Long-term data on the outcomes of concomitant Cox-Maze and mitral valve surgery beyond 10 years remain limited. A study with a 10-year follow-up reported freedom from AF in 82% of stand-alone Cox-Maze and 75% of concomitant Cox-Maze (p = 0.77), a majority of this combination were mitral valve surgery (71%).^12)^ Another study demonstrated AF cure rates of 63% and 51% at 10 and 20 years, respectively.^13)^ This study aims to investigate outcomes in a sizable cohort undergoing the combined procedure, with a focus on long-term efficacy and predictors of success.
Patients and Methods
The study included 406 patients who underwent concomitant mitral valve surgery with a modified biatrial Maze operation at the Central Chest Institute of Thailand between June 2004 and December 2022. Inclusion criteria for the combined procedures required patients to have mitral valve disease associated with permanent AF. Exclusion criteria included New York Heart Association (NYHA) class IV, redo cases, left ventricular ejection fraction (LVEF) <30%, left atrial diameter (LAD) >70 mm (measured as M-mode anteroposterior dimension by transthoracic echocardiography), or severe left atrial wall calcification. All patients exhibited AF on electrocardiogram (EKG) for more than 6 months prior to surgery, with no reversibility to SR, defining their condition as permanent AF per guidelines by the American College of Cardiology, American Heart Association, and European Society of Cardiology.^14)^ This study was approved by the institutional ethics committee (REC No. CRC-62-040), and informed consent was obtained from all patients. The medical records were retrieved and reviewed for preoperative demographic characteristic, operative details, perioperative outcomes, and follow-up data from the outpatient visits, including the information on cardiac rhythm, medical status, echocardiography results, follow-up interventions, and clinical conditions.

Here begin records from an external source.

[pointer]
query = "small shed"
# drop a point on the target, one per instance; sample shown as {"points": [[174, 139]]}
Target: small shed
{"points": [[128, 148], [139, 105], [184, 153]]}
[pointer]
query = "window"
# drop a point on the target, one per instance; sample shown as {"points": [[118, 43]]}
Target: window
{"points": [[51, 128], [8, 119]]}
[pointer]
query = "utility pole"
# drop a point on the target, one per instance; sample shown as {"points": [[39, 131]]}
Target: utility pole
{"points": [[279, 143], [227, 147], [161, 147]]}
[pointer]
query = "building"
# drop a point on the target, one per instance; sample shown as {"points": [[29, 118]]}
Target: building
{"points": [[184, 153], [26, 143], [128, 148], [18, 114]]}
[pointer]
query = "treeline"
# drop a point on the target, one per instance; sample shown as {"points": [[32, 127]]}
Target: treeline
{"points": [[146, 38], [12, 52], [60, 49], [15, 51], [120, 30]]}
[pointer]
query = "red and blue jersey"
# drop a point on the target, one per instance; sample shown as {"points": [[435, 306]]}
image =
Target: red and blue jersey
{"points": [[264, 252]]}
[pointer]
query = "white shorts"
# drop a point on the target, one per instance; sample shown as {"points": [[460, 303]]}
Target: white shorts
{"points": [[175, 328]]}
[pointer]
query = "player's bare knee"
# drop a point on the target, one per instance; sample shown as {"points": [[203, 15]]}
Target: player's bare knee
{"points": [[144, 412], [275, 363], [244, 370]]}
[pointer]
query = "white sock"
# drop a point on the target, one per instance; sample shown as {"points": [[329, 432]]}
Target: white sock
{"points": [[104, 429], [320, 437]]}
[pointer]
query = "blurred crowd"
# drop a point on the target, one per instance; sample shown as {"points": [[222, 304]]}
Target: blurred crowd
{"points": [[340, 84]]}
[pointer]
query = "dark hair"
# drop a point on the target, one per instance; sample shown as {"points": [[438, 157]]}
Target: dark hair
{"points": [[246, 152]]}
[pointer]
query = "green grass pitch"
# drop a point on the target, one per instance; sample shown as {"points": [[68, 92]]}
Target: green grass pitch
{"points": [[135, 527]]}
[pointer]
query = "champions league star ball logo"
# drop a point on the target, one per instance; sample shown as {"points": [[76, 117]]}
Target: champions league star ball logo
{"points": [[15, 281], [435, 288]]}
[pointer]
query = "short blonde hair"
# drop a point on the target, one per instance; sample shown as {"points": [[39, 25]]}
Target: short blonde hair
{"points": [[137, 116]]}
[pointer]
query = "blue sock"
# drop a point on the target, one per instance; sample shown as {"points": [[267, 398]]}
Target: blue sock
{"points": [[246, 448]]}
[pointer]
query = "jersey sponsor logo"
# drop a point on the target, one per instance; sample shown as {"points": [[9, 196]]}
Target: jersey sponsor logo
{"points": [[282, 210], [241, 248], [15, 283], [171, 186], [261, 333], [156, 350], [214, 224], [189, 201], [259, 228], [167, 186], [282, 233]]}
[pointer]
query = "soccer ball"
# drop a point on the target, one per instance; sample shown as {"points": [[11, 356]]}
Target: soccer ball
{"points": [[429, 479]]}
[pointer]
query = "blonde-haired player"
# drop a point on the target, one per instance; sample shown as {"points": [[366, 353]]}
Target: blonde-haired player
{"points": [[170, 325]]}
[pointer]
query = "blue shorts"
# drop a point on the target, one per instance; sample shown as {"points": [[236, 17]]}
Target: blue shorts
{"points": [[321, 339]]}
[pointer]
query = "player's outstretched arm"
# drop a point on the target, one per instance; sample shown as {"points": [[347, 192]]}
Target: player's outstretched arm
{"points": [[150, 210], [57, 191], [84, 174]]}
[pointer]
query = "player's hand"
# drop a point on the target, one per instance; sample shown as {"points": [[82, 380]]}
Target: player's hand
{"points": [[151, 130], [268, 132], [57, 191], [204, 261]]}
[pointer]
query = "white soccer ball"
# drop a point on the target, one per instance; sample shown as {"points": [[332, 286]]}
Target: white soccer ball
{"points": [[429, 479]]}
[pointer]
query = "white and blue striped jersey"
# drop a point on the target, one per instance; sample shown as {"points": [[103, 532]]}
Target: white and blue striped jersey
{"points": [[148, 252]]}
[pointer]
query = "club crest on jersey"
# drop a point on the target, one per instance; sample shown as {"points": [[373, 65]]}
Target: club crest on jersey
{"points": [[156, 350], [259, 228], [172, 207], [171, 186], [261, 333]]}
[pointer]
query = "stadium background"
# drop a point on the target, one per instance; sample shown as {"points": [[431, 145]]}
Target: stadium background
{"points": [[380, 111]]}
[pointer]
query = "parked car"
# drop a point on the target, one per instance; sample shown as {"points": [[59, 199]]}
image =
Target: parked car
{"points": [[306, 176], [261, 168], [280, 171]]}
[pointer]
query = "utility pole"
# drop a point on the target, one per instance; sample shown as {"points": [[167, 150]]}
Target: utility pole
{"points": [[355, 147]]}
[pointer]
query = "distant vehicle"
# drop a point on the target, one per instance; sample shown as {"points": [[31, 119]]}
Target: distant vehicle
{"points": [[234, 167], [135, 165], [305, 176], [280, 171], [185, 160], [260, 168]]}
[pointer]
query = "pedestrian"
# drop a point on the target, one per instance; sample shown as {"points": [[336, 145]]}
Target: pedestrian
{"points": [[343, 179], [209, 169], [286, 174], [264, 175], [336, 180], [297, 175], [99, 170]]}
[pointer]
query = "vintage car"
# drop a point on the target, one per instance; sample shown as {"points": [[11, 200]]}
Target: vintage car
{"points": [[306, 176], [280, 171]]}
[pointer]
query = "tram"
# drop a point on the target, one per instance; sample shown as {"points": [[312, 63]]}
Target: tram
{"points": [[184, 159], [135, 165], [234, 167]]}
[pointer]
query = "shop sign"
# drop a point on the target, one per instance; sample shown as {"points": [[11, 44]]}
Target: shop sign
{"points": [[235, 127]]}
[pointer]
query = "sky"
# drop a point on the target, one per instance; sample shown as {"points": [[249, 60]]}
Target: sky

The procedures were performed through median sternotomy incision. An ascending aortic and bicaval cannulations were conducted for cardiopulmonary bypass under moderate hypothermia (28°C–32°C). A cold blood cardioplegia was perfused via aortic root and repeated every 20 min. The mitral valve was approached posterior to an interatrial groove (Sondergaard’s incision). The modified Maze procedure used an irrigated radiofrequency ablation (RFA) device (Cardioblate; Medtronic, Minneapolis, MN, USA) with the electric generator set at 25 W. The ablation was created by either unipolar RFA or combined bipolar RFA with carbon dioxide cryoablation (140 Cryo Unit; Spembly Medical, Andover, UK). The left side ablation lines consisted of ablation of both superior and inferior pulmonary veins, connecting lines between the left and right pulmonary veins as a box lesion, around the orifice of the LA appendage, the left superior pulmonary vein to the appendage, and the right inferior pulmonary vein to the mitral annulus (Fig. 1). An importance was every ablation line must have crisscrossed each other to make sure the complete ablation line. The left atrial appendage was amputated or double-layer sutured from the endocardial surface using 4/0 polypropylene at its orifice. In 110 (27.19%) cases, the LA size was reduced by triangular resection of posterior wall just inferior to the right inferior pulmonary vein orifice parallelling the mitral annulus and pointing to the lower rim of the left inferior pulmonary vein, as described by Romano and associates,^15)^ which was combined with lateral excision adjacent to the interatrial groove in 262 (64.5%) cases (Fig. 2). For the right side, the ablation lines were carried out to both venae cavae, from the posteroseptal commissural annulus to the lower rim of the coronary sinus orifice and continuing to the inferior vena cava, tricuspid annulus at 9 o’clock to the right atrial appendage, at 12 o’clock to right atriotomy incision, and circumferential around the right atrial appendage (Fig. 3). In the case of bipolar RFA, carbon dioxide cryoablation at −70°C for 2 min was applied between the coronary sinus and the mitral annulus for the left side and at the tricuspid isthmus line between the coronary sinus orifice and the tricuspid annulus and inferior vena cava. The lesion patterns of both monopolar and bipolar RFA were the same.
Picture of the left atrial lesion set of RFA consisting of isolation of the left and right pulmonary veins, connecting lesions from the left to right pulmonary orifices, the left superior pulmonary vein to an appendage, around the orifice of the appendage, and from the right inferior pulmonary vein to the mitral anulus. RFA: radiofrequency ablation
Picture of left atrial reduction technique. The left atrial lateral wall is excised after the interatrial groove is dissected by electrical cautery. The posterior wall is triangularly resected by making an incision from the lower orifice of right inferior pulmonary vein continuing from the previous incision parallel to posterior mitral anulus.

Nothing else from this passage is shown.